The sun stung his eyes. He had to keep them half clenched to be able to see. He went back to the edge of the village; naturally, there was no sign of his men but he did see the marks of many horses on the ground. From the shape of the hoof prints, he knew that a large party of Huns had been this way, but the tracks didn't run on through, they must have turned back.
Casca moved on to the road, head aching with what, had he not known otherwise, he would have sworn was the grandfather of all hangovers. After walking about five miles he heard a thin whinny coming from some brush. Going to inspect, he saw that his horse had gotten its reins snarled in the limbs while trying to eat.
Well, finally, he thought, a little damned luck for a change.
He freed the horse, climbed on the saddle, and headed back for the road. He knew there was a spring located only about ten miles away. There he would be able to clean off some of his filth, and by then perhaps be able to eat something from his pack.
At the spring he did the best he could with himself but thought the odor of the sickness was probably going to be with him for some time. But he did get the worst of it off and felt better when he was able to eat a little cheese and a few olives, which aided in quelling many of his stomach's protests.
He slept again, this time until the next dawn. Rising, he moved his horse to where it could find some grass to eat.

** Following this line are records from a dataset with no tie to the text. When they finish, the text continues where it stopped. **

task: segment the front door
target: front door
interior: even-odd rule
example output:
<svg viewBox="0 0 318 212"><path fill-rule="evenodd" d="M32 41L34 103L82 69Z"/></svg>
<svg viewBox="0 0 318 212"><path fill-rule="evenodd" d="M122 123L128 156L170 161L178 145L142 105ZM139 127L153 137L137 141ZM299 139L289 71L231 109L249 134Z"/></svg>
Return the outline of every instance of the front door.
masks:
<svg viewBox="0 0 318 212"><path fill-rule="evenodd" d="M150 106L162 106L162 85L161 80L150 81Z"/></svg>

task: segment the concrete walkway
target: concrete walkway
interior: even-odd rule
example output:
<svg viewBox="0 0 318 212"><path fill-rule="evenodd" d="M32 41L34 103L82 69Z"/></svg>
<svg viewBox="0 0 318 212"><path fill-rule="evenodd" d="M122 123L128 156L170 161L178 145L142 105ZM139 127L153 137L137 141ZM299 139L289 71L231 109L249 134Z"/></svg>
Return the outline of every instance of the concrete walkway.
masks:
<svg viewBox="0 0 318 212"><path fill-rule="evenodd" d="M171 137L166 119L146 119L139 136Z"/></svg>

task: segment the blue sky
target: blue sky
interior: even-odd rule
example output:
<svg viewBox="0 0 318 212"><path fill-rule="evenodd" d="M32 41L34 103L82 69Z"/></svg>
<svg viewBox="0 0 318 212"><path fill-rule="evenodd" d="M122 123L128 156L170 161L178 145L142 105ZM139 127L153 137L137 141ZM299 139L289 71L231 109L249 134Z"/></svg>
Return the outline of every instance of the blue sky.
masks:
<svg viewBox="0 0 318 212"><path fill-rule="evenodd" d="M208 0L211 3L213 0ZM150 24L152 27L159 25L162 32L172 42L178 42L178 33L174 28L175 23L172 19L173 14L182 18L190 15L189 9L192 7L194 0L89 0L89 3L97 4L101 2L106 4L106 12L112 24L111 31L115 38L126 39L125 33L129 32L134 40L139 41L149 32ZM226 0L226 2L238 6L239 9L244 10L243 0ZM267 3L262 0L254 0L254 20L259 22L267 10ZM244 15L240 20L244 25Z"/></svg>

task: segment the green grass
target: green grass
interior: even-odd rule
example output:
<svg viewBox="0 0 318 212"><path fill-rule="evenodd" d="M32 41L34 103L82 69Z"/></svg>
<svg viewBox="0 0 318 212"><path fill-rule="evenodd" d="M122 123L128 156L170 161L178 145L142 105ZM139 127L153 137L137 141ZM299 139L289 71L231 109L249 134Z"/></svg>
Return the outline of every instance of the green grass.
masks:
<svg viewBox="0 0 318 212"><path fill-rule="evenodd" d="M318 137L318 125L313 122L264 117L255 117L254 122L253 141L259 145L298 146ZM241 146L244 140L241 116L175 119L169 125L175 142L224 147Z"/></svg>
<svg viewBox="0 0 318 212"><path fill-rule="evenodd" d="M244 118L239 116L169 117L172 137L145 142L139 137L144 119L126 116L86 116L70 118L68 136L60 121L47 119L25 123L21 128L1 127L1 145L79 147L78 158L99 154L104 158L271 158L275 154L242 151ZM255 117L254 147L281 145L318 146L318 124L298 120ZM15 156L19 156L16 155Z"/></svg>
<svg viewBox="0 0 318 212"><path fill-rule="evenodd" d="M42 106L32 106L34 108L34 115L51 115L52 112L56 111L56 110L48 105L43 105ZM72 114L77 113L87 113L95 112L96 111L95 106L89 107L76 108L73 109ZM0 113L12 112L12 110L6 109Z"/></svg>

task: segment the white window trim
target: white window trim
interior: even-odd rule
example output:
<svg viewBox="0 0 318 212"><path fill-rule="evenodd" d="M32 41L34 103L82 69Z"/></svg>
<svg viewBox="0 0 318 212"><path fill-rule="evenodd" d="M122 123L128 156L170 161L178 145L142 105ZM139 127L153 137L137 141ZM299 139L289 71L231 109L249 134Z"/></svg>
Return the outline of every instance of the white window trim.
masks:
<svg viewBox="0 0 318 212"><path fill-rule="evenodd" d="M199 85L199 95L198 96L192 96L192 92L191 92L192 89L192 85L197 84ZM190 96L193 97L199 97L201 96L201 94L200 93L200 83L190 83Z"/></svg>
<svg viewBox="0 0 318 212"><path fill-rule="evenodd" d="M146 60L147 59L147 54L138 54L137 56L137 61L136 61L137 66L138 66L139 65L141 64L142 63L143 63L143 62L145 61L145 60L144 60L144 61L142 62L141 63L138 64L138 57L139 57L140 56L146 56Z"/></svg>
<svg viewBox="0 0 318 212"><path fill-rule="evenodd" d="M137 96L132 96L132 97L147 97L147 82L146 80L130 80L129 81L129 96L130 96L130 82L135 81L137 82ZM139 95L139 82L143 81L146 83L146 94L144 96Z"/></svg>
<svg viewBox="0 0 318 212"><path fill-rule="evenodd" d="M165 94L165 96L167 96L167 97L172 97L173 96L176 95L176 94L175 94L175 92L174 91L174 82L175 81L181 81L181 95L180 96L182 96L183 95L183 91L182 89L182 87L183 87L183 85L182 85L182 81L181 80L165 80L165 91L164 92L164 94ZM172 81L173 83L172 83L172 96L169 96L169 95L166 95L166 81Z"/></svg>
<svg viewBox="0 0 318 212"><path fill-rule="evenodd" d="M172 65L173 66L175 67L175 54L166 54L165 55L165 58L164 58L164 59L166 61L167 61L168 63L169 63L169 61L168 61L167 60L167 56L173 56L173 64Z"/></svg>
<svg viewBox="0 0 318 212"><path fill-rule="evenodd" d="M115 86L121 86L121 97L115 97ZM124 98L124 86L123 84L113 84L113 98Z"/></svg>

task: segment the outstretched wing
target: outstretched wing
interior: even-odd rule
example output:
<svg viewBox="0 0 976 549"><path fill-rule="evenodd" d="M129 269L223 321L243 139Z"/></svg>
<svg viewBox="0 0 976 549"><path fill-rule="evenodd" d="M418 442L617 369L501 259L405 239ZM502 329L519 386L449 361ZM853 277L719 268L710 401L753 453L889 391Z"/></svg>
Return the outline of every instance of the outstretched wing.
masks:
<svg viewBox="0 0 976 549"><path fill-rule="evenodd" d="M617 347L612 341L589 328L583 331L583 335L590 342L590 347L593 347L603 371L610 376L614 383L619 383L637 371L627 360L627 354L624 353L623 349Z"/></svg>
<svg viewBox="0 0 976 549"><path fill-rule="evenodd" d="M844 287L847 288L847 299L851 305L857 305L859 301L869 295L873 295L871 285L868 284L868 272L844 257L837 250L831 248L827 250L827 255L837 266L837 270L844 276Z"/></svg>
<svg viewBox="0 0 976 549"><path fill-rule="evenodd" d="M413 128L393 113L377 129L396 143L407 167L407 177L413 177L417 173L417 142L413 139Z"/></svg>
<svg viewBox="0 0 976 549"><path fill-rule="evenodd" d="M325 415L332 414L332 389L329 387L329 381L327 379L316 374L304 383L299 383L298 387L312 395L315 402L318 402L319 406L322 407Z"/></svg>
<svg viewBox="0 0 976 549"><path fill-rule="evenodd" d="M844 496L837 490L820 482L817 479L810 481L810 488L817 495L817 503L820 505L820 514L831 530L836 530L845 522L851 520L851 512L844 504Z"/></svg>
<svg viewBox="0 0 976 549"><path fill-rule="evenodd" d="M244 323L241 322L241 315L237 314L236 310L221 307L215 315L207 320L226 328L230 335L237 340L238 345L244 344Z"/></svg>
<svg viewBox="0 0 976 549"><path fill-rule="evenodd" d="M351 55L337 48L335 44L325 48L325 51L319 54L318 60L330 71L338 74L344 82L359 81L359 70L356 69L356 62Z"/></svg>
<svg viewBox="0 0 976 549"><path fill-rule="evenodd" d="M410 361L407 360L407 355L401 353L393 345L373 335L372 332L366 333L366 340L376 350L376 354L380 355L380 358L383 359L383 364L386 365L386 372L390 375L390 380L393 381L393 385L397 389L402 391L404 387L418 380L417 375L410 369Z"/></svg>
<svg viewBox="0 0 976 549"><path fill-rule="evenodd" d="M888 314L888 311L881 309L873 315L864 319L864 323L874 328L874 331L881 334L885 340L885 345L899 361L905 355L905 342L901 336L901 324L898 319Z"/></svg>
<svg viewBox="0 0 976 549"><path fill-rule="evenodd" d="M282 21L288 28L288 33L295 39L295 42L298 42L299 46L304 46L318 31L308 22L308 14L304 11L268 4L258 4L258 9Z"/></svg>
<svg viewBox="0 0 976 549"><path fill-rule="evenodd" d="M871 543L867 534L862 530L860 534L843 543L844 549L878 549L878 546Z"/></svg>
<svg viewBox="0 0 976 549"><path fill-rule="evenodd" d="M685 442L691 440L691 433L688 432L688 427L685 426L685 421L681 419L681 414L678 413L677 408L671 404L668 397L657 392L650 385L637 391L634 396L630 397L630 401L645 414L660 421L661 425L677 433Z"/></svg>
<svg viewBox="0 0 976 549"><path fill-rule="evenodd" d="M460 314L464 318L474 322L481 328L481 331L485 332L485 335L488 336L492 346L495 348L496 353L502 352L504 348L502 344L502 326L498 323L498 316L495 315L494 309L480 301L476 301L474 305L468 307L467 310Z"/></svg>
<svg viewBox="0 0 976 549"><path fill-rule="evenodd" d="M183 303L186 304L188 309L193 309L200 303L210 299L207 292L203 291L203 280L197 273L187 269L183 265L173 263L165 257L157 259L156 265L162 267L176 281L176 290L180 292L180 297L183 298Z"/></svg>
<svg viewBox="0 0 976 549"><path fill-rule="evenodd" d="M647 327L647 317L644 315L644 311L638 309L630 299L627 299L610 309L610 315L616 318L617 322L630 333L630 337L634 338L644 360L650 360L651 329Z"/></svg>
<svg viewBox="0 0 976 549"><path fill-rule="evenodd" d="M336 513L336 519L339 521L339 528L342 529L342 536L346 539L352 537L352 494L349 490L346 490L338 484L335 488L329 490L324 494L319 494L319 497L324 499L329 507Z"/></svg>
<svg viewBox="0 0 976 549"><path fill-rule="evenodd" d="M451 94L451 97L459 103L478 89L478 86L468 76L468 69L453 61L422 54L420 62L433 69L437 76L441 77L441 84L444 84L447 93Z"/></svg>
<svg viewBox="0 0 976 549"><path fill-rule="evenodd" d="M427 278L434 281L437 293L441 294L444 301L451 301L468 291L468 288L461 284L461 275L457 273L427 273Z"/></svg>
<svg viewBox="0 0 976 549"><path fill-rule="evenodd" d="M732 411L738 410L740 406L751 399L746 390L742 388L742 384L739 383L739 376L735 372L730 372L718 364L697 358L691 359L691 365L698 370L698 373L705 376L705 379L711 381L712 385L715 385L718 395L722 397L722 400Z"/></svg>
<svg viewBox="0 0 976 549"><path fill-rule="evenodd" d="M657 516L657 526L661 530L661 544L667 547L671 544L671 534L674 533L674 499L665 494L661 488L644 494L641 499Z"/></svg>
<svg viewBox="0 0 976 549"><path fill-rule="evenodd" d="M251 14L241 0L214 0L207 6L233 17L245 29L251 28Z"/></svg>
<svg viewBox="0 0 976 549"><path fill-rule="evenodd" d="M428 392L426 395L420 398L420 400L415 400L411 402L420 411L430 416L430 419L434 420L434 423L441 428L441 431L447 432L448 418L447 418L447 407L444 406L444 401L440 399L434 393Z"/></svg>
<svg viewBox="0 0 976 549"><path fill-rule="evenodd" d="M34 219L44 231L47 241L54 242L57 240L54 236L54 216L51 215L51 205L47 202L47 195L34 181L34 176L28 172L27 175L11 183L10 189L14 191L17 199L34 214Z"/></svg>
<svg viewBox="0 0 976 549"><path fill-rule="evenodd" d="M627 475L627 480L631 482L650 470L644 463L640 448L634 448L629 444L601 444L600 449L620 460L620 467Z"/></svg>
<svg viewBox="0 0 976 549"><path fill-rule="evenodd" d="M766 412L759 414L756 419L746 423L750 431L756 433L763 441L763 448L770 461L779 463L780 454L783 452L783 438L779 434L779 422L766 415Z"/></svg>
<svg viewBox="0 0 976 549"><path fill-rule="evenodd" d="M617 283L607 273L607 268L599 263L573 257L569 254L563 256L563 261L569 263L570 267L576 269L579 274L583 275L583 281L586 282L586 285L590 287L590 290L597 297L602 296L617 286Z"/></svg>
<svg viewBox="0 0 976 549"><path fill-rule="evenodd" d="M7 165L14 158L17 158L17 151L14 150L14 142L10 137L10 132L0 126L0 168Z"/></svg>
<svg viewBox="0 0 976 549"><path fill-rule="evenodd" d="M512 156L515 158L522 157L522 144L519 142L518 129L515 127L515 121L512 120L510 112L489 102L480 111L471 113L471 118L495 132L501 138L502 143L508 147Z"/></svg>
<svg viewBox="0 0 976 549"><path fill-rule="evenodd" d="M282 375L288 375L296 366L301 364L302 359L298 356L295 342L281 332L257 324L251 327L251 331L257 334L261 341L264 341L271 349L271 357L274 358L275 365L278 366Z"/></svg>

He wondered how things had been going since he had gotten sick. He didn't blame his troop of cavalry for getting out of the area. He just wished he knew this part of the country better. Saddling his horse again, he headed back to the road, hoping to make a connection with a Roman scouting party before he ran into any Huns.
He heard a thin distant sound in his mind ... a droning, then a tinkling of bells. Thumping the side of his head a time or two to try and clear out the sounds didn't help much. It just gave him another headache and the bells kept getting louder. He had just about decided that he had lost his mind when he saw horsemen approaching him from the south. He pulled over to wait, trying to make out if they were Romans or Huns.
The rider bore an olive branch in front of him. A messenger of truce going to parley with someone. He waited until the rider was even with him, and then said, "Would you mind telling me what the crap is going on here and where you come from? Don't you know there's a war going on?"
The messenger was from the court of Ravenna, a young officious man who took his duties very seriously. And this crude and foul smelling centurion addressing him didn't look like any that would ever be invited to dine at the palace.
"I," he began, speaking through his nose, "I am part of the escort of the most holy father, Pope Leo, on a mission of state."
Casca didn't like the young man very much and he still felt a little ill. He grumbled to himself, if that snotty little bastard doesn't watch it, I'll put him in a state, a state of shock when he pulls my foot out of his ass.
"Who did you say? Pope Leo?"
"The bearer of the olive branch asserted that was so. When Casca tried to pump him as to just why the Pope would be this far out in the boondocks, he received only a snotty, "Ask him yourself if you dare."
The sound of the bells and chanting became noticeably louder. The papal party was just a few hundred yards away.
"I will ask him, you little faggot," he countered.
A squad of ten richly accoutered papal guards were in the lead. Behind them came a double line of fifty monks on foot swinging censers and chanting. Several of them had bells in their hands. Behind them came a horse drawn litter covered with gold leaf. In it was the most Holy Father Pope Leo, the Vicar of Christ on earth. Casca whistled between his teeth.
The Pope was dressed in full regalia, wearing his high crown and robes of silk embroidered with gold and silver threads. Jewels were formed into crosses on his cape. On his ring finger, he had a ruby big enough to buy half of Persia.
Casca shook his head. "I always thought that Christians were supposed to like being poor."
He really didn't want to have any dialogue with the Pope if he could avoid it, so he pulled up alongside the decurion in charge of the mounted escort. "What's going on here?" he demanded.